Animal sanctuary near Acton, California, United States

Shambala Preserve is an animal sanctuary established in 1972 and located in Acton, California, a desert community 10 mi southwest of Palmdale, off of California State Route 14 and 40 mi north of Los Angeles. Shambala is maintained by the Roar Foundation and was founded by actress Tippi Hedren in 1983.

==Animals==
Shambala cares for endangered exotic big cats such as African lions, Siberian tigers and Bengal tigers, leopards, servals, mountain lions, bobcats, plus a lynx, a Florida panther, and a liger. Shambala is accredited by the American Sanctuary Association.

Most of the animals at Shambala were born in captivity, orphans, are no longer wanted at circuses or zoos, or are given up by private owners who could no longer care for them. For example, Shambala became the new home for Michael Jackson’s two Bengal tigers, Sabu and Thriller, after he decided to close his zoo at his Neverland Valley Ranch in Los Olivos, California.

The animals have not been raised by their own species in nature, and are not adapted to life in the wild, therefore they are human-dependent for their needs. Shambala provides expert veterinarians for care. Carefully planned diets are supplied by Natural Balance Pet Foods.

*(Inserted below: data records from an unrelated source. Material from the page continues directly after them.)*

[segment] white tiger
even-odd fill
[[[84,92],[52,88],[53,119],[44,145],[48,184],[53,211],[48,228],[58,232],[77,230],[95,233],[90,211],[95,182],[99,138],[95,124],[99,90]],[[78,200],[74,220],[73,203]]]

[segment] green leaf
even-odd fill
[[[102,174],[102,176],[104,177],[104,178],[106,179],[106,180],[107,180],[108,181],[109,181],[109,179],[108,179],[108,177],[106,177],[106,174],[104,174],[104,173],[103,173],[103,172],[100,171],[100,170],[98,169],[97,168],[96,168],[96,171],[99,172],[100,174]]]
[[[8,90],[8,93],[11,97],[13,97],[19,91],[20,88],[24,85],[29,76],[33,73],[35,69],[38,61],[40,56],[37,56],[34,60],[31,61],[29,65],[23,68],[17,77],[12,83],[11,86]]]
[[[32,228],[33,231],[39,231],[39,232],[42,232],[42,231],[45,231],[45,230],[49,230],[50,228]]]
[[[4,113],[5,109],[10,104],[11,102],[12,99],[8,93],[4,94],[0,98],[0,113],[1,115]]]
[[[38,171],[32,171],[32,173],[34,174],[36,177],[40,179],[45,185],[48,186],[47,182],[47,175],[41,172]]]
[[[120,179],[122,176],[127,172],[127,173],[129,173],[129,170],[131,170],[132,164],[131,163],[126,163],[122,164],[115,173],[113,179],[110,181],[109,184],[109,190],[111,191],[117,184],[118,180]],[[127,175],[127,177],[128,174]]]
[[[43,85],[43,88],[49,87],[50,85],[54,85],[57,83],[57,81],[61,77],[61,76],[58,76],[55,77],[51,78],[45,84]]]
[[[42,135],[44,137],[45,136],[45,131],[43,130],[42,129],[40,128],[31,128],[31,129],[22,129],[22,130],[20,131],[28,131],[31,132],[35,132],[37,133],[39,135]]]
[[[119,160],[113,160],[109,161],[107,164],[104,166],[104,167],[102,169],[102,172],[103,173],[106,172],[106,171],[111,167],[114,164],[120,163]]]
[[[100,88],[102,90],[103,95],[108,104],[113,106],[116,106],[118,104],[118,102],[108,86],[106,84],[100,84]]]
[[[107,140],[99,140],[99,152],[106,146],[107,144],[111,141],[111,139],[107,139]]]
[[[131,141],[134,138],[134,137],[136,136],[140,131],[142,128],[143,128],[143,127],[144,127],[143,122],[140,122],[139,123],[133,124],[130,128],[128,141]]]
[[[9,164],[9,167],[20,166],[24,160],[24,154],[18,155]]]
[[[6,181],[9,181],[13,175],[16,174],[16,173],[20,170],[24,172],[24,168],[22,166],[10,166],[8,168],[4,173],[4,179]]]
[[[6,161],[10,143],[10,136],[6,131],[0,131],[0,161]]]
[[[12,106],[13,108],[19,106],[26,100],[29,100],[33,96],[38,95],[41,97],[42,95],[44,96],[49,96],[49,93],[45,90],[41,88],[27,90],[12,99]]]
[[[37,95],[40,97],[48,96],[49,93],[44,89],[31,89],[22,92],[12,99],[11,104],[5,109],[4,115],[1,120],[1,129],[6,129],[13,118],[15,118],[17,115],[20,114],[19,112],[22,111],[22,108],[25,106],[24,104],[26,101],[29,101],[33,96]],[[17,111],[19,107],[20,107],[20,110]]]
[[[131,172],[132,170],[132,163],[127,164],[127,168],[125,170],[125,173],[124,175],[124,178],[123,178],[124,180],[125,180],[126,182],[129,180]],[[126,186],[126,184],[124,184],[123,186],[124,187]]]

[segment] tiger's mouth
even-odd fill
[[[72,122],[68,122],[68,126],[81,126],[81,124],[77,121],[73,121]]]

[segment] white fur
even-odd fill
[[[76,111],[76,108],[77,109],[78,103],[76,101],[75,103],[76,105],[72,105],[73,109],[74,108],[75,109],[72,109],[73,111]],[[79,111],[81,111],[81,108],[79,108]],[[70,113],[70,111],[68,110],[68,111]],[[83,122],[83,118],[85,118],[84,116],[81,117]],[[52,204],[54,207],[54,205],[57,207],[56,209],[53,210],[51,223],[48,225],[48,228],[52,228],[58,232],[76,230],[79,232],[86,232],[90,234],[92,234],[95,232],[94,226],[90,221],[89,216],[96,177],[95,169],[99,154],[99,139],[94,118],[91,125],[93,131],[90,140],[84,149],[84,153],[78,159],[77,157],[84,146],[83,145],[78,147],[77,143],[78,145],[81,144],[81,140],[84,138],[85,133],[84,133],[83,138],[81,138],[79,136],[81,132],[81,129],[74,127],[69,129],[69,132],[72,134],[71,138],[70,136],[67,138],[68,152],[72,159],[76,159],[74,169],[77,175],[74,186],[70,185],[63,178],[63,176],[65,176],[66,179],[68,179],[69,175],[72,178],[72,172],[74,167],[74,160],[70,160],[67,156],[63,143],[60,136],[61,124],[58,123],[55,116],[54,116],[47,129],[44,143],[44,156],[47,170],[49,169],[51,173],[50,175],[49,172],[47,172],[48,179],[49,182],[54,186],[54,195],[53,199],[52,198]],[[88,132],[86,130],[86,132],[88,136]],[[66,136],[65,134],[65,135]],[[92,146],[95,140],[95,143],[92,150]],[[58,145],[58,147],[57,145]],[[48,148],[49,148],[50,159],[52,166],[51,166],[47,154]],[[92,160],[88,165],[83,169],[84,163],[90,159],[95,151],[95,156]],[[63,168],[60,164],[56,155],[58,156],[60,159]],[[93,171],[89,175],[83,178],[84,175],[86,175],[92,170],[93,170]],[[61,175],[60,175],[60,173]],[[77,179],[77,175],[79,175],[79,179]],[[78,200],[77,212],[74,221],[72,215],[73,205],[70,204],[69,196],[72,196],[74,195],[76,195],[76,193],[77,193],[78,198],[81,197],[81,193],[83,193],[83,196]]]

Shambala Preserve was also home to a pair of African bush elephants (Loxodonta a. africana) named Timbo and Kura; despite Asian elephants (Elaphus maximus) being far more commonly tamed and trained, Timbo had nonetheless starred in Hedren’s and her husband’s film Roar, as well as a documentary known as "The Elephant Man" (known also as "Tusks and Tattoos"), in which the elephant's relationship with his caretaker, Chris Gallucci, was explored. Timbo, one of the largest bull elephants ever recorded in captivity, was brought to the preserve in 1972, and died of natural causes at age 48 in 2005. Kura, meanwhile, died in 2000 at the age of 41.

==Staff==
The current president is Tippi Hedren and vice-president is Stephen Shultz. Advisory board members have included: Loni Anderson, Melanie Griffith (Tippi Hedren's daughter), Lily Tomlin, Steve Valentine, Donald Spoto, and Betty White. Veterinarians include: Jon J. Bernstein, DVM; Gay Naditch, DVM; and Chris Cauble, DVM. While Shambala welcomes all volunteers, none work directly with the animals.